Ben-Gurion looked up from his paper-strewn desk, surprised to see Harel.
"I have brought Adolf Eichmann with me. For two hours now he has been on Israeli soil, and, if you authorize it, he will be handed over to the Israeli police," Harel continued.
Ben-Gurion was stirred by the news, and for a few moments, he was silent. "Are you positive it is Eichmann?"
It was not the response Harel expected, and he was slightly taken aback. "Of course, I am positive. He even admitted it himself."
"Did anyone who met him in the past identify him?"
"No," Harel said.
"If that's the case, you have to find some
one who knew him to go and inspect Eichmann in jail. Only after he has been officially identified will I be satisfied that this is the man."

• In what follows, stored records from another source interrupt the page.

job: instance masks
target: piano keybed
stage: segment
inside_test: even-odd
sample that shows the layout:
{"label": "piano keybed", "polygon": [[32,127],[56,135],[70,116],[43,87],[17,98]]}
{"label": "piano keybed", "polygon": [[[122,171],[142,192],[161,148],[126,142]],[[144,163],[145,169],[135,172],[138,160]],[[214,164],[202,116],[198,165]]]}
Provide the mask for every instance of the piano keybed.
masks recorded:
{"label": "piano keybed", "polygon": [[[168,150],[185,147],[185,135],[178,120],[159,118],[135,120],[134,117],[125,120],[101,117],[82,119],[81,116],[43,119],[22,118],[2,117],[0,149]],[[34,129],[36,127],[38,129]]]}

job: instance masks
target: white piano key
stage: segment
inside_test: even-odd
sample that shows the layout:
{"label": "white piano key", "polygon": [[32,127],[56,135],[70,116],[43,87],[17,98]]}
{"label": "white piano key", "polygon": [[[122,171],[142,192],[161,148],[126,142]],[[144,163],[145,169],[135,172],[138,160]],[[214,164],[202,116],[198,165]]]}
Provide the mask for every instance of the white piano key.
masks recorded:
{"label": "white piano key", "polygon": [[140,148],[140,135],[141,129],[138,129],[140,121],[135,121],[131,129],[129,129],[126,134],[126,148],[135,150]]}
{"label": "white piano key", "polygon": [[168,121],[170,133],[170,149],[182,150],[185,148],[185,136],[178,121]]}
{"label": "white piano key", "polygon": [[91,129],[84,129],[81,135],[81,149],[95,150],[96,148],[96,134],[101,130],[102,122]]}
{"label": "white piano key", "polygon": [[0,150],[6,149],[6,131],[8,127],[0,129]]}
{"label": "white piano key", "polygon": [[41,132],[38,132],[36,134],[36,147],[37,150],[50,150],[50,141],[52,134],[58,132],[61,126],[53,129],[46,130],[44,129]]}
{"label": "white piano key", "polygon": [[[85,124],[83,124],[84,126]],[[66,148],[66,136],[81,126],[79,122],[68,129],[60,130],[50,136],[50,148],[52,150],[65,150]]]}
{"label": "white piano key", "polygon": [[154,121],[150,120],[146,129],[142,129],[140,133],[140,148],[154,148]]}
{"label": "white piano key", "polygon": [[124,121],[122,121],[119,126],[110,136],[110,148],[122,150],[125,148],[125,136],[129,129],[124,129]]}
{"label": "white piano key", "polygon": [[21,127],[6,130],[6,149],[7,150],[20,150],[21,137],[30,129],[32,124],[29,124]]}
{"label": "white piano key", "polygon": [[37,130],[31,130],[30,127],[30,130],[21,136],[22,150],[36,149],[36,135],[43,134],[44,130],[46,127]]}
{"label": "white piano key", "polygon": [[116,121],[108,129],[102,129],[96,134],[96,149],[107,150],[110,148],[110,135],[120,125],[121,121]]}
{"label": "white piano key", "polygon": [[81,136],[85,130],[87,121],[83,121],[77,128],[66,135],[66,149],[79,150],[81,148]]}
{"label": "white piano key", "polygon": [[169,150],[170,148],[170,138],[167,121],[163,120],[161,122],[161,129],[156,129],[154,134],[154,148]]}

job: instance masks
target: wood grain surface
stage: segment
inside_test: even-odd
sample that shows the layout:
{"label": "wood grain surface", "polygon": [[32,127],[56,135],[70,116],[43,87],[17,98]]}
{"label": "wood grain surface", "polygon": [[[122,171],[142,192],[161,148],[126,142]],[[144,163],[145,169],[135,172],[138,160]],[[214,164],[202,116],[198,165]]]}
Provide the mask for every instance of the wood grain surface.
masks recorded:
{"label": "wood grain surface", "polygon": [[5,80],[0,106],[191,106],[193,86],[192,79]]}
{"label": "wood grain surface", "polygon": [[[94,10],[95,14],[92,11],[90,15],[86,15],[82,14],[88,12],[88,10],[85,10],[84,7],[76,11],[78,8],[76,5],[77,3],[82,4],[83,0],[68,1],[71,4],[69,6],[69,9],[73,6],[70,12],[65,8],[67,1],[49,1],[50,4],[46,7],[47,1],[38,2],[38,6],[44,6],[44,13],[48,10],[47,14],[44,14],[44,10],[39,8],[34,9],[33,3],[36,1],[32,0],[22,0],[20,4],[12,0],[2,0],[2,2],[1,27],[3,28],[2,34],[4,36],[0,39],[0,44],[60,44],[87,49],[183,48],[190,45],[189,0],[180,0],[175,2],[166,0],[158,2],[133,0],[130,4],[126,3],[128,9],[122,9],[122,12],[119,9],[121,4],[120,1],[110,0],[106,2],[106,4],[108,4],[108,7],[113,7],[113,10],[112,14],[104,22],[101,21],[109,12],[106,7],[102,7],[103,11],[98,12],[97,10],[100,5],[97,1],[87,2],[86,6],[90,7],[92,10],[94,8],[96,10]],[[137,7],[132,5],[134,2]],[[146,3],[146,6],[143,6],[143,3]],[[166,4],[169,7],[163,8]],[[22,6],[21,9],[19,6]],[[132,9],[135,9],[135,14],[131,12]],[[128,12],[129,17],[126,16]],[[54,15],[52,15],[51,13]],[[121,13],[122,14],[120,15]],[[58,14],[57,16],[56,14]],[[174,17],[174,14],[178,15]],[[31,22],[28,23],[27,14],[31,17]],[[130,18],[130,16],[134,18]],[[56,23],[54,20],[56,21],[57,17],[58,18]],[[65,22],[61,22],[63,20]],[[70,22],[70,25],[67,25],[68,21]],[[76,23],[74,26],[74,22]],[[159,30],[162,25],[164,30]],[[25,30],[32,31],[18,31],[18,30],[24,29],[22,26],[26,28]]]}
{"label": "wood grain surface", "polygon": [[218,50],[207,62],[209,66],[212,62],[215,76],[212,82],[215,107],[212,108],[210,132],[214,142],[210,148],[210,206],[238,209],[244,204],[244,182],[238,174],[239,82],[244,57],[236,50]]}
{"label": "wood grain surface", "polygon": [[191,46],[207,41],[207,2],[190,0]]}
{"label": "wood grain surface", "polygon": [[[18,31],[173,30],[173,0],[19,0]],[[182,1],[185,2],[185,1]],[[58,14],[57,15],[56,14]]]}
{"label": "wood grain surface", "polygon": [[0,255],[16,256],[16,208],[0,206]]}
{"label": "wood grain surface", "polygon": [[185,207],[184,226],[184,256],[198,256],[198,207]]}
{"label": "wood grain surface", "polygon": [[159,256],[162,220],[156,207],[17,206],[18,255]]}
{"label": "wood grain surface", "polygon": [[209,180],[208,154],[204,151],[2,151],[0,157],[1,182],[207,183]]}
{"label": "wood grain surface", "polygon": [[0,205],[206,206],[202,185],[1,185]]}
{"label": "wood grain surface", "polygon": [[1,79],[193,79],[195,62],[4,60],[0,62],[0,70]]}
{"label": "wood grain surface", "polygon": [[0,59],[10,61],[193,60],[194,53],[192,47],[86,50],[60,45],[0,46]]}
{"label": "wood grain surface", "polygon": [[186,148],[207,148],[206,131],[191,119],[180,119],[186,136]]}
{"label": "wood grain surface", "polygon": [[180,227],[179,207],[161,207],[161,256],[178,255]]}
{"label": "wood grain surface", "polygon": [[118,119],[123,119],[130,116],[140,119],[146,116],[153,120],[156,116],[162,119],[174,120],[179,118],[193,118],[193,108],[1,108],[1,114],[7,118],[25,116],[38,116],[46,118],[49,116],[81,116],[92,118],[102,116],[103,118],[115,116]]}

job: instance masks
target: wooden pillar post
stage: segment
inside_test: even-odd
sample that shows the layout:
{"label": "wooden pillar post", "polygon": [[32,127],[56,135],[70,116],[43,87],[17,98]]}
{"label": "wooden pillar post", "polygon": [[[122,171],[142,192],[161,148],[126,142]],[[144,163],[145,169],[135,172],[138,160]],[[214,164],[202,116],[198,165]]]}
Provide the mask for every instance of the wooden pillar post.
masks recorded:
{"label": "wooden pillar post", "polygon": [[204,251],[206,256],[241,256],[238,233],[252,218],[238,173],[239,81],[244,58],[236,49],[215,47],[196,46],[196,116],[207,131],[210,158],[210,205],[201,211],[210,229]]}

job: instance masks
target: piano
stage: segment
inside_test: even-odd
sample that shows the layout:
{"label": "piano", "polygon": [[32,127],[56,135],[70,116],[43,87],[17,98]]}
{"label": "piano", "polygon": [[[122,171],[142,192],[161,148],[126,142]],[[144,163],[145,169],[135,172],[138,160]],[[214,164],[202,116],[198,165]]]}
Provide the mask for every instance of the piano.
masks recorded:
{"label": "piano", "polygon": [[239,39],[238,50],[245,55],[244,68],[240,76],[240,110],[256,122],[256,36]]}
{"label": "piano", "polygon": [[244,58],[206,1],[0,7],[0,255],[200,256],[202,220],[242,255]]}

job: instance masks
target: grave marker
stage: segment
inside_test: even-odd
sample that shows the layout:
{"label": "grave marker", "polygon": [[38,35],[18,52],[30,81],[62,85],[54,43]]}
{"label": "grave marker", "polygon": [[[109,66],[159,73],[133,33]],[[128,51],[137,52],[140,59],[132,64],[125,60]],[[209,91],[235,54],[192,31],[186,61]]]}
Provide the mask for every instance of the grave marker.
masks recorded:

Harel understood Ben-Gurion's reticence, knowing the implications of any announcement he made. Even so, there was not a shred of doubt in his own mind that they had their man. Only a few hours later, Moshe Agami, who had been a Jewish Agency representative during the war and had met with Eichmann in Vienna, was brought to the cell where the prisoner was being held. Within a few minutes, Agami had confirmed that this was the man who had made him stand at attention in his office in the Palais Rothschild in 1938 while he pleaded for permission for the Jews to immigrate to Palestine. After Agami left the cell, Benno Cohen, the former chairman of a Zionist organization in Germany in the mid-1930s, also identified Eichmann. Harel phoned the prime minister and delivered the news.
At last Ben-Gurion allowed himself to relish the operation's achievement. He wanted to announce the capture the next day. Harel asked him to wait; some of his operatives were still in South America.
"How many people know Eichmann is in Israel?" Ben-Gurion asked.
Already more than fifty, Harel admitted.
"In that case, no waiting. We're going to announce!"
Early the next morning, May 23—another blisteringly hot, cloudless day—Eichmann was brought in front of Judge Emanuel Halevi in Jaffa. When the judge asked for the prisoner's identity, he answered without hesitation, "I am Adolf Eichmann." With his voice cracking, Halevi charged him with crimes of genocide and issued his official arrest warrant.
Harel then cabled Haim Yitzhaki, his contact with Fritz Bauer in Cologne. Harel and Haim Cohen, now a justice on the Israeli Supreme Court, both thought the Hesse attorney general deserved to be told of the mission's success before it hit the news.